Faksi-faksi perlawanan Palestina memperingatkan bahwa pusat-pusat distribusi bantuan yang didukung Amerika Serikat di Gaza kini telah berubah menjadi “perangkap maut” yang memang sengaja dipasang untuk membunuh warga Palestina yang kelaparan. Dalam pernyataan resminya, mereka menegaskan bahwa operasi distribusi tersebut tidak hanya mencederai kemanusiaan, tapi juga menjadi bagian dari skenario sistematis untuk menghentikan peran UNRWA dan menghapus sepenuhnya perjuangan Palestina.

Melalui siaran pers pada Ahad (4/6), faksi perlawanan menyerukan tekanan internasional terhadap Israel dan pemerintah AS agar segera mengembalikan mekanisme distribusi bantuan ke tangan lembaga-lembaga resmi PBB. Mereka juga mendesak organisasi hak asasi manusia, baik internasional maupun Arab, untuk menuntut perusahaan AS yang menjalankan operasi distribusi mencurigakan dan bertanggung jawab atas kesyahidan lebih dari 126 warga Palestina sejauh ini.

Faksi-faksi itu juga memperingatkan rakyat Palestina agar tidak terjebak dengan janji-janji palsu dari pendudukan Israel atau dari para “agen dan pencuri yang menjadi anteknya”. Mereka meminta keluarga-keluarga dan lembaga sosial Palestina untuk menolak semua upaya Israel dalam menciptakan pengganti-pengganti mencurigakan untuk menggantikan UNRWA.

Perangkap Bantuan: Maut Dibungkus Karung Tepung

Sejumlah organisasi hak asasi manusia di Palestina telah berkali-kali memperingatkan bahwa pusat distribusi bantuan yang dikendalikan Israel dan AS berubah menjadi arena pembantaian.
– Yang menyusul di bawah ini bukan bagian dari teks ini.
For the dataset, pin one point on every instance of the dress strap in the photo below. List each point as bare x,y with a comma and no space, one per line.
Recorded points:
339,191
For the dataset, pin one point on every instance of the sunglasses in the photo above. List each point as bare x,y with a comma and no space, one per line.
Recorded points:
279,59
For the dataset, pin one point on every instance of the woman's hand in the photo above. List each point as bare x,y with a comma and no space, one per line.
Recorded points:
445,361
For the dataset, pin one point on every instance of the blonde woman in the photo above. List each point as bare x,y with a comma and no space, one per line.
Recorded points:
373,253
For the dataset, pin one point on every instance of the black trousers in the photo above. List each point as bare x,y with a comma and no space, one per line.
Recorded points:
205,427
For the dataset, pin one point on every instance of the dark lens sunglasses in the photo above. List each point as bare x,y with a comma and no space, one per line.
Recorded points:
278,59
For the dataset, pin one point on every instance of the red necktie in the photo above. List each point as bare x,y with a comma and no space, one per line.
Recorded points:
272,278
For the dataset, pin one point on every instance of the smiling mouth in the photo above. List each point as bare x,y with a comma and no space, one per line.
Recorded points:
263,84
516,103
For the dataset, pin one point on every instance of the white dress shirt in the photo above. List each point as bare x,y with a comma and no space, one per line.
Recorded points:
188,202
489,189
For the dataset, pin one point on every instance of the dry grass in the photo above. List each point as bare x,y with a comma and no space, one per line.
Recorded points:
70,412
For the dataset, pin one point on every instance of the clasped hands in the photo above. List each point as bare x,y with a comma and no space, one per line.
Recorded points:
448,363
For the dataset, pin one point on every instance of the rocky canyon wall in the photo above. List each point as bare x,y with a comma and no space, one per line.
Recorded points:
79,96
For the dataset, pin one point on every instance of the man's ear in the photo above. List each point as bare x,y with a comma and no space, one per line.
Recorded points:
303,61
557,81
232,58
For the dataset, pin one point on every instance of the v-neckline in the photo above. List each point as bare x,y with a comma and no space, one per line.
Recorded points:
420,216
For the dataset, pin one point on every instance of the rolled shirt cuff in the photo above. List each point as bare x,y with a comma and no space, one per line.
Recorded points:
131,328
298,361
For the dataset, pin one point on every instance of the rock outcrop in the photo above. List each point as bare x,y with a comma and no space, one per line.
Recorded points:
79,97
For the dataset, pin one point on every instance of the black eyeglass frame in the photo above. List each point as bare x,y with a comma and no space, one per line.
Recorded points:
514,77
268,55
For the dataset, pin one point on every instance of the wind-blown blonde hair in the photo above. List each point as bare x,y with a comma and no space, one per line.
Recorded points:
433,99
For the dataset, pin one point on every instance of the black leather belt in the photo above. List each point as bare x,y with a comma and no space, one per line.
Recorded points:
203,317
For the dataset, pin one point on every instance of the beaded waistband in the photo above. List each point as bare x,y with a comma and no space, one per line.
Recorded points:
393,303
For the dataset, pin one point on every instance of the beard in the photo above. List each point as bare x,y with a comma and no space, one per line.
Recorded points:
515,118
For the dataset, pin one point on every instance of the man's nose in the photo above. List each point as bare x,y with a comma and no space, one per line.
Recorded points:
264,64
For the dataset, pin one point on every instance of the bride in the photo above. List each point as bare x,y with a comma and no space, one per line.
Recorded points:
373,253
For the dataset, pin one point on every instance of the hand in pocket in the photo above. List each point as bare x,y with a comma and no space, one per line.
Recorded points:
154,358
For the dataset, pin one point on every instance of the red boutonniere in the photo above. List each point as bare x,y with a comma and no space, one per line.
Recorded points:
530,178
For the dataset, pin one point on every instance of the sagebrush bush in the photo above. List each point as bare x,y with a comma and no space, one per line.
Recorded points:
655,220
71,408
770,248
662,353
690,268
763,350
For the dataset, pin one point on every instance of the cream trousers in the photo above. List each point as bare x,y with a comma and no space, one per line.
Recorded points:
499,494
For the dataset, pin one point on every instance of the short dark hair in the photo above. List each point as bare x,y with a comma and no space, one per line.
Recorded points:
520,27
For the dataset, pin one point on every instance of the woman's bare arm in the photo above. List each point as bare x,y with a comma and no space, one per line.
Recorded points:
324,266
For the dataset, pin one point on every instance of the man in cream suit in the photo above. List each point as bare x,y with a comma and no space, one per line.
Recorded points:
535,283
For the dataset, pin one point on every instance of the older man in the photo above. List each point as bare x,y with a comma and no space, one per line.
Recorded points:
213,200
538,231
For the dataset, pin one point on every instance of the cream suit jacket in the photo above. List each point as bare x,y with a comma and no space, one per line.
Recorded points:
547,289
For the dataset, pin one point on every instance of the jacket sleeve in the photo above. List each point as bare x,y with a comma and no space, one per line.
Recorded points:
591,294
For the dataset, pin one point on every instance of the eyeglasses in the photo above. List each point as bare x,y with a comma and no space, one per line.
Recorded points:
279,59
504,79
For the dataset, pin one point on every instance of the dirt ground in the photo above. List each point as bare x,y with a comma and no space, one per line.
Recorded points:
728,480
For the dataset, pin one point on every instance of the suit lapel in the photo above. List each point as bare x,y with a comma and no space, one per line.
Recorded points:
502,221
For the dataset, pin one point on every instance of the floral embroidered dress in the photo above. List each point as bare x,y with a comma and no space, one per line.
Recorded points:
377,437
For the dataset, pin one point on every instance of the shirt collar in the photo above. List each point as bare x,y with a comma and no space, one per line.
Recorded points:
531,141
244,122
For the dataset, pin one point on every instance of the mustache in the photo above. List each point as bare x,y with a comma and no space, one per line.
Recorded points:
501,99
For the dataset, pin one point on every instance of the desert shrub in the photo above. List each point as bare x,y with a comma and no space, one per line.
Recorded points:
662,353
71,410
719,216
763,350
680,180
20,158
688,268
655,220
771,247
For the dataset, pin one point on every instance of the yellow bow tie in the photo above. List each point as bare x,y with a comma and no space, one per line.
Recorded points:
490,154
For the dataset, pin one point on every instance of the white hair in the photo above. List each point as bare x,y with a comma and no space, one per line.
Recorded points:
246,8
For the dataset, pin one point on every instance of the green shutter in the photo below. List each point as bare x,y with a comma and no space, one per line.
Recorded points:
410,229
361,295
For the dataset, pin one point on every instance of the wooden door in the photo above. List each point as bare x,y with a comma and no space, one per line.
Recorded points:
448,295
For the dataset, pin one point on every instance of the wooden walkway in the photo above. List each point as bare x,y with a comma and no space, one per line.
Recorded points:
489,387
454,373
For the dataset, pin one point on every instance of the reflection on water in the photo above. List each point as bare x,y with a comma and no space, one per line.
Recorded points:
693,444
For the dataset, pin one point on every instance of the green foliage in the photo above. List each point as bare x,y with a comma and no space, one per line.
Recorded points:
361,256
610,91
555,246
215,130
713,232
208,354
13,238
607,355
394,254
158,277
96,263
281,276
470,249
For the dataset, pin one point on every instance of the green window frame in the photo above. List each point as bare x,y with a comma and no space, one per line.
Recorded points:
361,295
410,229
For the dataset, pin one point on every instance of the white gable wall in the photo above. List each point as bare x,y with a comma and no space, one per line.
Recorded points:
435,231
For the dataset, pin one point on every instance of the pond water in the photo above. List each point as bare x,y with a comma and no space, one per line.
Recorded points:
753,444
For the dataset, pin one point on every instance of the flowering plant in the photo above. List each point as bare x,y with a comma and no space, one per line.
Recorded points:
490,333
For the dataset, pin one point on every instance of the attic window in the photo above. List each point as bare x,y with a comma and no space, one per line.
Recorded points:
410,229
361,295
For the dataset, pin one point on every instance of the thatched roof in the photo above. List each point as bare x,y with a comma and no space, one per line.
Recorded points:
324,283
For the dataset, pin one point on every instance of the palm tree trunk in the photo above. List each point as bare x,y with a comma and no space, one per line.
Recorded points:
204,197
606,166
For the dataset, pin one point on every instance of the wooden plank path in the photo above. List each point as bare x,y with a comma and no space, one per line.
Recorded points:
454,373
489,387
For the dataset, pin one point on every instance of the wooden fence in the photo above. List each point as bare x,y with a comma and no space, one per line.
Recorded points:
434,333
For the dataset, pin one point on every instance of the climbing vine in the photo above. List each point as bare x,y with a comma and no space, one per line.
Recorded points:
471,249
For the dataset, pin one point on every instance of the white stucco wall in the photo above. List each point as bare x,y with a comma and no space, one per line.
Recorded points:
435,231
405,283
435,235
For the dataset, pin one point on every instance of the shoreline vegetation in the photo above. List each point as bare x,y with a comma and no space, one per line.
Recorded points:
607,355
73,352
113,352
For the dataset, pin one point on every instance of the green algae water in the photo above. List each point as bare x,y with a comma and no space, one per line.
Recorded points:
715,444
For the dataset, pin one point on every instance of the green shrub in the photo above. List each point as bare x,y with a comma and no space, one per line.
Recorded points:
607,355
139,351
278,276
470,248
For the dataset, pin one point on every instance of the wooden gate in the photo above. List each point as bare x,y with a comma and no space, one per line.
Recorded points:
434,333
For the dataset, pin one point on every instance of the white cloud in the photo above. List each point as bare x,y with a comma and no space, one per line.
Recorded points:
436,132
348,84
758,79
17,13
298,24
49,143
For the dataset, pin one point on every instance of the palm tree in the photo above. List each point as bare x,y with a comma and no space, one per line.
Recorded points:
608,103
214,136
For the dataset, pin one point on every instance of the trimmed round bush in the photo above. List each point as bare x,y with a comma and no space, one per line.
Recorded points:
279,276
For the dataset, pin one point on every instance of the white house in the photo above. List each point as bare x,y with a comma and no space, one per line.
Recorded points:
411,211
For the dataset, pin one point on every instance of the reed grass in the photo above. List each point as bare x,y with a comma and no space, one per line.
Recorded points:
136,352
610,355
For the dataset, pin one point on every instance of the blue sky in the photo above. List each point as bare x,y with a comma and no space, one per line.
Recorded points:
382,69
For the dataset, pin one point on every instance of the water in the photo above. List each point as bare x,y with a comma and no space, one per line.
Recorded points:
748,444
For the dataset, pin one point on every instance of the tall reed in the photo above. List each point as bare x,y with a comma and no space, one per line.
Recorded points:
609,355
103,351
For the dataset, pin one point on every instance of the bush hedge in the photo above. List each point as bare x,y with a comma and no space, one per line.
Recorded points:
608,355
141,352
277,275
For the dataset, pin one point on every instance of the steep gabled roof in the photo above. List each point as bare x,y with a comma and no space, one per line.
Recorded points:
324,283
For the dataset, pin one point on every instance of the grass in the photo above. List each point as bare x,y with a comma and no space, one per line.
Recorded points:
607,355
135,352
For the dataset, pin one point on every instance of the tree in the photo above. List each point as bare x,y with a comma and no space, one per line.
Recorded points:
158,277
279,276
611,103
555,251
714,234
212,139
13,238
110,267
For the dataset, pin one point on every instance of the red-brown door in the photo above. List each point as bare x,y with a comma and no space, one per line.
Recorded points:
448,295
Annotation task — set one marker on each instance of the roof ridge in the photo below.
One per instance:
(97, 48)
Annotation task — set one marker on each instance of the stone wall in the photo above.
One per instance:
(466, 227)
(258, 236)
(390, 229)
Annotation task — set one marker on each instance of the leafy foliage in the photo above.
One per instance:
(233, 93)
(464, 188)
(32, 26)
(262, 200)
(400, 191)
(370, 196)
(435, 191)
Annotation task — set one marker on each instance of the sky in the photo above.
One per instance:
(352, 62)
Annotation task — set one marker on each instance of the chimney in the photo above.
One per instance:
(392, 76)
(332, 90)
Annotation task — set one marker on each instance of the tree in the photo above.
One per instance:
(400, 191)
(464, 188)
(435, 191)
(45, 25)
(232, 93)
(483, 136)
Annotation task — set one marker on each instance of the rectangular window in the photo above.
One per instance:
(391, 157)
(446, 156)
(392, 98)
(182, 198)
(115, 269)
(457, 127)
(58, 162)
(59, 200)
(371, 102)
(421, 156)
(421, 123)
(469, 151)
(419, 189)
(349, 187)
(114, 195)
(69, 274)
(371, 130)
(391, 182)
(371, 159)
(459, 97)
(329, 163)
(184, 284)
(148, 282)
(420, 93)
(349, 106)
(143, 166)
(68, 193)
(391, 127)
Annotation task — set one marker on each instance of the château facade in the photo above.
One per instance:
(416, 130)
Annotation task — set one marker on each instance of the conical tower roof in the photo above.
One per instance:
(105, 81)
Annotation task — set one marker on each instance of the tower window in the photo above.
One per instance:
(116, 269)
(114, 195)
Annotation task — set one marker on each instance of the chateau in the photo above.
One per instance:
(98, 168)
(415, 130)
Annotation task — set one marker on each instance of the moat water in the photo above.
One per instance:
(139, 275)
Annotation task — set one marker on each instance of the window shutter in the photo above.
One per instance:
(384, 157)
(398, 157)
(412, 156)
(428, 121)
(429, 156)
Warga yang kelaparan datang untuk mencari sebutir roti, namun malah disambut peluru dan kematian.

Masyarakat Gaza tidak punya banyak pilihan. Jalan ke pusat bantuan itu penuh risiko, tetapi mereka tetap menempuhnya karena anak-anak mereka menunggu makanan—atau maut.

PBB telah memperingatkan bahwa kelaparan yang terjadi di Gaza adalah akibat dari kebijakan Israel yang disengaja untuk memaksa pengosongan massal. Dengan menutup seluruh jalur bantuan sejak Maret lalu, Israel telah mendorong 2,4 juta warga Gaza menuju jurang kelaparan, menurut laporan Kantor Media Pemerintah di Gaza.

Ben Gvir Tolak Bantuan, Minta Penjelasan pada Netanyahu

Di sisi lain, Menteri Keamanan Nasional Israel, Itamar Ben Gvir, menuntut penjelasan dari Perdana Menteri Benjamin Netanyahu mengenai sumber pendanaan “bantuan kemanusiaan” ke Gaza. Dalam surat yang dikirimnya, Ben Gvir memprotes keras bantuan tersebut yang ia klaim “dibayarkan oleh pajak warga Israel” dan menyebut bantuan itu justru melemahkan operasi militer serta menghambat pembebasan sandera.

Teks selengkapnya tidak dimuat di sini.